When working on the aforementioned testing, I realized two things. First, using the `--disable-BLAS-shlib` configure flag is cumbersome and unwieldy. In particular, if you want to compile OpenMx with an external BLAS, it's much simpler to compile R with it, use configure flag `--enable-BLAS-shlib`, and just have OpenMx dynamically link to R's BLAS shared library (with the necessary Eigen flags set). Second (and more importantly), I wasn't actually linking R against OpenBLAS as I thought in my preceding post, since I wasn't providing a linker path. For instance, I'm currently using ATLAS as system BLAS library, and the configure command I used to compile R with it was
./configure --with-blas="-L/usr/lib/x86_64-linux-gnu -lblas" --enable-R-shlib --enable-BLAS-shlib --enable-memory-profiling
Anyhow, compiling OpenMx with Intel MKL succeeds, whether R was linked against the reference BLAS or against MKL. Linking R against OpenBLAS, and compiling OpenMx with it, also succeeds. Linking R against ATLAS, and compiling OpenMx with it, succeeds likewise.

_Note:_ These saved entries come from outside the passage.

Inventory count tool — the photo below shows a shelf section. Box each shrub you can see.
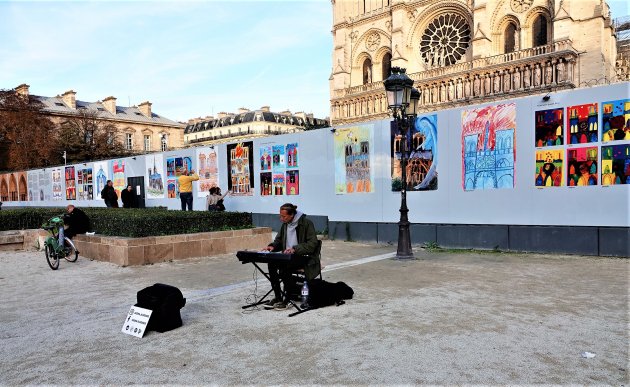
[0,207,253,237]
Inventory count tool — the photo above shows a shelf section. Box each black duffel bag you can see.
[136,284,186,332]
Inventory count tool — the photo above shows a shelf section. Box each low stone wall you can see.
[72,227,272,266]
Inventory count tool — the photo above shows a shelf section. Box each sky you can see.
[0,0,630,122]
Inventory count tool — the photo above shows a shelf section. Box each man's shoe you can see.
[263,298,280,309]
[273,301,289,310]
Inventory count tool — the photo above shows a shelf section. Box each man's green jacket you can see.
[269,214,321,281]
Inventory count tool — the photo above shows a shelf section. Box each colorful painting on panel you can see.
[272,145,285,172]
[166,179,178,199]
[286,169,300,195]
[37,169,52,201]
[260,172,273,196]
[567,103,599,144]
[65,167,77,200]
[602,99,630,142]
[390,114,438,191]
[534,108,564,148]
[602,144,630,185]
[260,145,272,171]
[333,125,374,195]
[144,153,164,199]
[462,103,516,191]
[50,168,63,200]
[112,160,127,199]
[227,141,254,196]
[94,162,109,200]
[287,142,298,168]
[273,173,285,195]
[77,168,94,200]
[535,149,564,187]
[567,146,598,187]
[197,148,219,197]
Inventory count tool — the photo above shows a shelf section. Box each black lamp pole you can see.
[383,67,420,259]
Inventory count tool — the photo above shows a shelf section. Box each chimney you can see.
[15,83,30,97]
[138,101,152,118]
[61,90,77,109]
[103,96,116,115]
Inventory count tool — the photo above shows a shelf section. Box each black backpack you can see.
[308,278,354,308]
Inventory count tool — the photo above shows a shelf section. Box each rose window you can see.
[420,14,470,67]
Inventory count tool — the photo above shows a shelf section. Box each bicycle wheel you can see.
[65,237,79,262]
[44,243,59,270]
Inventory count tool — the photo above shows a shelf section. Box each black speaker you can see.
[136,284,186,332]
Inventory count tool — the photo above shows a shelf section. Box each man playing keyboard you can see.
[263,203,321,310]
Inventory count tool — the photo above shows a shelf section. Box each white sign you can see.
[122,306,153,337]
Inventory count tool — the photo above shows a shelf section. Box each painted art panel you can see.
[461,103,516,191]
[196,148,219,197]
[272,145,286,172]
[94,161,111,200]
[37,169,52,201]
[567,103,599,144]
[602,99,630,142]
[260,172,273,196]
[287,142,299,168]
[64,167,77,200]
[390,114,438,192]
[333,125,374,195]
[273,173,285,196]
[227,141,254,196]
[26,171,39,202]
[602,144,630,185]
[567,146,598,187]
[50,168,63,200]
[534,149,564,187]
[534,108,564,148]
[260,145,272,171]
[111,159,127,199]
[286,169,300,195]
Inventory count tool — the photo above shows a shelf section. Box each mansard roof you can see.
[184,110,328,134]
[33,95,182,126]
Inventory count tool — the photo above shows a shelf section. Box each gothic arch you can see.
[406,1,473,72]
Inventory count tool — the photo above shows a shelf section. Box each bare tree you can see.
[59,108,129,163]
[0,90,59,170]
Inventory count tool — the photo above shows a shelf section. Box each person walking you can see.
[177,169,199,211]
[101,180,118,208]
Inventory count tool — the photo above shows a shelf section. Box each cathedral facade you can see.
[330,0,628,125]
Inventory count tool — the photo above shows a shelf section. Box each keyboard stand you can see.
[241,261,311,317]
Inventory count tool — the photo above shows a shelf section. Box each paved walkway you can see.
[0,241,630,385]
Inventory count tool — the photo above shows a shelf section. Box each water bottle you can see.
[300,280,308,309]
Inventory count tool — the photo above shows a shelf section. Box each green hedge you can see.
[0,207,253,237]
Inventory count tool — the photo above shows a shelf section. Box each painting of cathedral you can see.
[535,108,564,148]
[390,114,438,191]
[567,146,597,187]
[567,103,599,144]
[602,144,630,185]
[333,125,374,195]
[535,149,564,187]
[602,99,630,142]
[461,103,516,191]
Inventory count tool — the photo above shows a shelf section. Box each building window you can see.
[532,15,547,47]
[125,133,133,150]
[503,23,516,54]
[382,52,392,80]
[363,58,372,85]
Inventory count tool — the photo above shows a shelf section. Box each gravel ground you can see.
[0,241,630,385]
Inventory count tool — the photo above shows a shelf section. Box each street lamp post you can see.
[383,67,420,259]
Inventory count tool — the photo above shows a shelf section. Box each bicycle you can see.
[42,215,79,270]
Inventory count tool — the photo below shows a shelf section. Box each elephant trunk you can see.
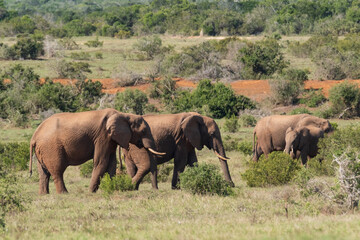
[142,138,166,156]
[213,139,235,187]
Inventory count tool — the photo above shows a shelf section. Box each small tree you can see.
[329,82,360,118]
[115,89,149,115]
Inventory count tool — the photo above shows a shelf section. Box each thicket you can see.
[241,151,300,187]
[179,163,234,196]
[0,0,360,38]
[0,64,103,126]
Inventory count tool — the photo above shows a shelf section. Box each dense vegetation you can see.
[0,0,360,38]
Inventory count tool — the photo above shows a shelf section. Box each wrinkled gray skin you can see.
[253,114,332,161]
[123,113,234,189]
[29,109,162,194]
[284,126,324,165]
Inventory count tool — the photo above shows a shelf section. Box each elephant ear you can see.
[106,113,132,149]
[180,115,204,150]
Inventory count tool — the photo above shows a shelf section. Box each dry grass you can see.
[0,120,360,239]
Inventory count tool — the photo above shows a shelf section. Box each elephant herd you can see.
[29,109,332,194]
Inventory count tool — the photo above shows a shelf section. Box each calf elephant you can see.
[29,109,160,194]
[284,126,324,165]
[124,113,234,189]
[253,114,332,161]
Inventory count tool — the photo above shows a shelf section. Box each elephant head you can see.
[181,113,234,186]
[106,112,165,155]
[284,127,310,158]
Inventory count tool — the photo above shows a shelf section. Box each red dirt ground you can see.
[31,78,360,101]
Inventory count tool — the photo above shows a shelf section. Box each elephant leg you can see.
[37,161,50,194]
[89,151,110,192]
[171,151,188,189]
[106,152,117,177]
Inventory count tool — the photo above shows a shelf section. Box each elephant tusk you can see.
[214,151,230,161]
[148,148,166,156]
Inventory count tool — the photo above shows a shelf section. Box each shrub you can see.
[239,114,257,127]
[270,69,308,105]
[300,89,326,107]
[224,115,239,133]
[85,37,104,48]
[70,52,91,60]
[99,173,135,196]
[329,81,360,118]
[0,142,30,170]
[115,89,149,115]
[241,152,300,187]
[237,141,253,155]
[239,37,288,79]
[0,162,25,230]
[80,161,94,178]
[179,163,233,196]
[290,107,311,115]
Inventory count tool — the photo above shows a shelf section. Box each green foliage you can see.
[239,114,257,127]
[133,35,172,60]
[241,152,300,187]
[179,163,233,196]
[300,89,326,107]
[85,37,104,48]
[0,142,30,170]
[115,89,149,115]
[270,68,309,105]
[316,124,360,176]
[70,52,91,60]
[239,37,288,79]
[0,162,25,230]
[224,115,239,133]
[329,81,360,118]
[99,173,135,197]
[289,107,311,115]
[80,161,94,178]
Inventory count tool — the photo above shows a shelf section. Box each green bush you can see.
[239,114,257,127]
[290,107,311,115]
[300,89,326,107]
[0,162,25,230]
[179,163,233,196]
[0,142,30,170]
[237,141,253,155]
[241,152,300,187]
[239,37,288,79]
[85,37,104,48]
[80,160,94,178]
[115,89,149,115]
[270,68,309,105]
[224,115,239,133]
[99,173,135,196]
[329,81,360,118]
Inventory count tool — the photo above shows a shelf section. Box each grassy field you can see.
[0,36,314,79]
[0,120,360,239]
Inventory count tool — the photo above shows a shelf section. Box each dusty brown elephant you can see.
[124,113,234,189]
[284,126,324,165]
[29,109,164,194]
[253,114,332,161]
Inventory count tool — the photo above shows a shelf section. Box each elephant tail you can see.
[29,141,35,177]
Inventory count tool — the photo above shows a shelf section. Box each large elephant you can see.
[29,109,161,194]
[253,114,332,161]
[284,126,324,165]
[124,113,234,189]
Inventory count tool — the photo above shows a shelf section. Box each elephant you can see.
[29,109,163,194]
[253,114,333,161]
[123,112,234,189]
[284,126,324,165]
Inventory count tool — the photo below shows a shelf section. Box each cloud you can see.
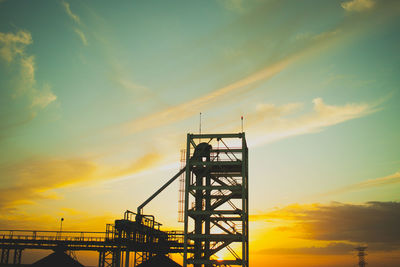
[218,0,245,12]
[252,202,400,251]
[340,0,375,12]
[322,172,400,196]
[114,0,390,138]
[117,56,291,136]
[0,30,32,63]
[61,1,89,46]
[0,30,57,108]
[61,1,81,24]
[0,153,162,209]
[75,29,89,46]
[246,98,378,145]
[256,242,355,255]
[32,84,57,108]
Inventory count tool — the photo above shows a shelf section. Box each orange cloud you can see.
[0,153,162,213]
[322,172,400,196]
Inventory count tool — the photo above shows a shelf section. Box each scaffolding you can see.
[355,246,367,267]
[183,133,249,267]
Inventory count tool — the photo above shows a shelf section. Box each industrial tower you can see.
[183,133,249,267]
[355,246,367,267]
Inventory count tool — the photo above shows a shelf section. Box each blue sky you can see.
[0,0,400,266]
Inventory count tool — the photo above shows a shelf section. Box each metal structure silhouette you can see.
[355,246,367,267]
[0,133,249,267]
[183,133,249,267]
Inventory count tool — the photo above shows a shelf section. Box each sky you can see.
[0,0,400,267]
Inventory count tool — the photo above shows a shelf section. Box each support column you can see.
[0,248,10,264]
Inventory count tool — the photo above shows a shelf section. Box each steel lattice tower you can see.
[183,133,249,267]
[356,246,367,267]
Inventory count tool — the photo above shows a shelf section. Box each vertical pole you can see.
[125,250,130,267]
[183,134,191,267]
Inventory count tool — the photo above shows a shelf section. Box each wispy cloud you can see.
[115,1,388,138]
[61,1,81,24]
[61,1,89,46]
[255,242,355,255]
[322,172,400,196]
[0,153,162,209]
[0,30,32,62]
[246,98,378,145]
[251,202,400,252]
[75,29,89,46]
[218,0,245,12]
[0,30,57,108]
[341,0,375,12]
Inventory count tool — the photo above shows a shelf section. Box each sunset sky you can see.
[0,0,400,267]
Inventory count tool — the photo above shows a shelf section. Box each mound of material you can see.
[137,255,182,267]
[31,252,84,267]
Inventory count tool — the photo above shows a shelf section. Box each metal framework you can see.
[0,133,248,267]
[183,133,249,267]
[355,246,367,267]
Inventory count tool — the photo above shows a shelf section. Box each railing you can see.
[0,230,106,242]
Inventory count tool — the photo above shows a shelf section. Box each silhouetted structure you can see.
[31,251,85,267]
[355,246,367,267]
[183,133,249,267]
[0,133,249,267]
[137,255,182,267]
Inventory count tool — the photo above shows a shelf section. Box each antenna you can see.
[240,116,243,133]
[199,112,201,134]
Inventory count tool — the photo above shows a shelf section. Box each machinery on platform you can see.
[0,132,249,267]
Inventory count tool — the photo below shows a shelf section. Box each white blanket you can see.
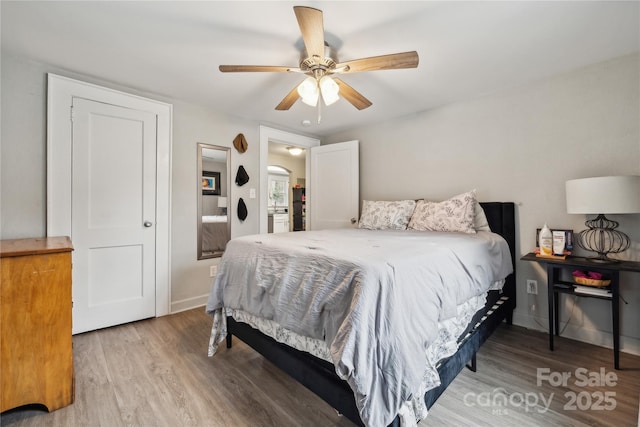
[207,229,512,426]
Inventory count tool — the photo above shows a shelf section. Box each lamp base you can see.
[576,214,631,264]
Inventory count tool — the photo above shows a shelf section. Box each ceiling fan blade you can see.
[293,6,324,63]
[276,85,300,111]
[218,65,292,73]
[336,51,418,73]
[333,77,372,110]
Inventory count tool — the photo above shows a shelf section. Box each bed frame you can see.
[227,202,516,427]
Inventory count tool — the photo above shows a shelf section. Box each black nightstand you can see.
[520,253,640,369]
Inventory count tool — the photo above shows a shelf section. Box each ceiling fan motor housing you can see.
[300,42,338,76]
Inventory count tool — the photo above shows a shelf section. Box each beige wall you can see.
[323,54,640,353]
[0,52,260,311]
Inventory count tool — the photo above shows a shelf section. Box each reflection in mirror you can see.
[197,144,231,259]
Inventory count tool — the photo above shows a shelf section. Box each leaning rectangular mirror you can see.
[197,144,231,259]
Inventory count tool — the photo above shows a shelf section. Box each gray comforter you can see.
[207,229,512,426]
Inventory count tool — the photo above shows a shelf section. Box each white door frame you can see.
[258,125,320,234]
[47,74,173,316]
[307,140,360,230]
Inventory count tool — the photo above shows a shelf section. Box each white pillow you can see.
[358,200,416,230]
[408,191,477,234]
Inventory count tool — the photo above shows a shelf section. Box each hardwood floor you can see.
[0,308,640,427]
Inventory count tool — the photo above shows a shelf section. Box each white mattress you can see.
[215,294,486,427]
[207,229,512,425]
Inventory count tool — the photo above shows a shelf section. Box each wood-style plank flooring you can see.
[0,308,640,427]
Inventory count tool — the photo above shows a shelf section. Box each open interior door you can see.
[306,141,360,230]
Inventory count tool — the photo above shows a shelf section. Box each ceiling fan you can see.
[219,6,418,118]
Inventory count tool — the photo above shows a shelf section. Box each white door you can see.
[306,141,360,230]
[71,97,156,333]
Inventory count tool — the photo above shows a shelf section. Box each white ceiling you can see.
[0,0,640,136]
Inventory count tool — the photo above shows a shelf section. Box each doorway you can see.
[259,126,320,233]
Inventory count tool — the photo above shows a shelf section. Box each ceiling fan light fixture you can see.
[298,77,320,107]
[318,76,340,106]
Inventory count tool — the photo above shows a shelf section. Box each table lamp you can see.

However, NPSOL simply does not "play nice" when R has been linked against MKL or OpenBLAS (but ATLAS is OK), irrespective of how OpenMx was compiled. We now have an NPSOL binary for Linux, compatible with gcc version 8 or newer, that does not cause compile-time errors when R has been linked against OpenBLAS. Using NPSOL with the resulting OpenMx installation does not cause LAPACK errors like the one reported in this thread, but unfortunately, will crash R for certain scripts in the OpenMx test suite. It seems that's the best we can do, at least for the time being.